The toxicity and corrosion potential of hydrogen sulfide in raw biogas underlines the need for biogas purification. Several techniques available for removal of hydrogen sulfide from biogas are out of the reach for common end users due to lack of knowledge, higher running costs, and insufficient operational skills. The present experimental study aims to propagate hydrogen sulfide removal techniques amongst the end users by using a low-cost chemical absorption technique and packed column reactors. Commercial grade chemicals like monoethanolamine, sodium hydroxide, calcium hydroxide, granular activated carbon, and steel wool were used for biogas purification in packed column reactors of 1.2 liters capacity. Hydrogen sulfide removal efficiency up to 92.41% was achievable using single purification columns. The efficiency achieved by using multiple purification column was up to 96.84%. Hydrogen sulfide removal efficiency was calculated for experimental variants like the use of a dedicated purification column, multiple purification columns, flow variations and pressure variations of raw biogas. The data for the frequency of regeneration/replacement of different chemicals was also determined. The simplicity of operation and the use of low-cost reagents in the present study can enable the use of these methods amongst end users of biogas technology for minimizing health hazards and corrosion problems.

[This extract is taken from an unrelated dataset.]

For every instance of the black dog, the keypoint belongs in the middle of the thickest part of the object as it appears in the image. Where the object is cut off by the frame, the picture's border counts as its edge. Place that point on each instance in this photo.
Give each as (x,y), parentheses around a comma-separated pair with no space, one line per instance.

- Hydrogen sulfide removal efficiency obtained using single purification columns ranges between 88.61% and 92.41%
- Hydrogen sulfide removal efficiency obtained using multiple purification columns ranges between 94.94% and 96.82%
- Carbon dioxide removal efficiency is more affected by biogas flow and pressure variations than the hydrogen sulfide removal efficiency
- The minimum chemical cost for purification is obtained for steel wool and calcium hydroxide.